- Theatrical release poster
- Directed by: Ajay Bhupathi
- Written by: Ajay Bhupathi
- Produced by: P. Kiran
- Starring: Jaya Krishna Ghattamaneni; Rasha Thadani; Mohan Babu;
- Cinematography: Jaya Krishna Gummadi
- Edited by: Madhav Kumar Gullapalli
- Music by: G. V. Prakash Kumar
- Production company: Chandamama Kathalu Pictures LLP
- Release date: 30 July 2026;
- Country: India
- Language: Telugu

= Srinivasa Mangapuram (film) =

2026 Indian Telugu-language film

Srinivasa Mangapuram is a 2026 Indian Telugu-language romantic action film written and directed by Ajay Bhupathi.
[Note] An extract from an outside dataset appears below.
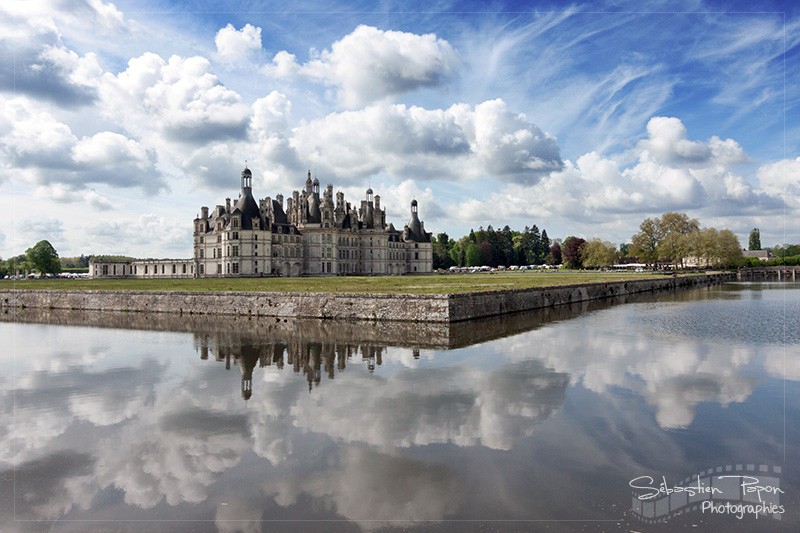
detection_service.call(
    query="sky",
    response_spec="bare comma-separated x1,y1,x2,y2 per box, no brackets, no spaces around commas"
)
0,0,800,258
Produced by P. Kiran, the film marks the acting debuts of Jaya Krishna Ghattamaneni and Rasha Thadani in the lead roles, with Mohan Babu playing the main antagonist.

The film was theatrically released on 30 July 2026 to negative reviews and became a box-office bomb.

== Production ==
Production design for the film has been overseen by Sahi Suresh while the action sequences were choreographed by Real Sathish.

== Release ==

=== Theatrical ===
The film was theatrically released on 30 July 2026.

=== Home media ===
The post theatrical digital streaming rights were acquired by Amazon Prime Video.

== Reception ==
Suresh Kavirayani of The New Indian Express rated the film 2/5 and felt that the emotional depth that the story desperately needs is missing. He further stated, "the story has potential, weak writing and a formulaic screenplay dilute its impact". Sreeju Sudhakaran of Rediff.com gave a rating of 1.5 out of 5, called it a "formulaic storytelling" and felt Jaya Krishna Ghattamaneni's performance lacks consistency.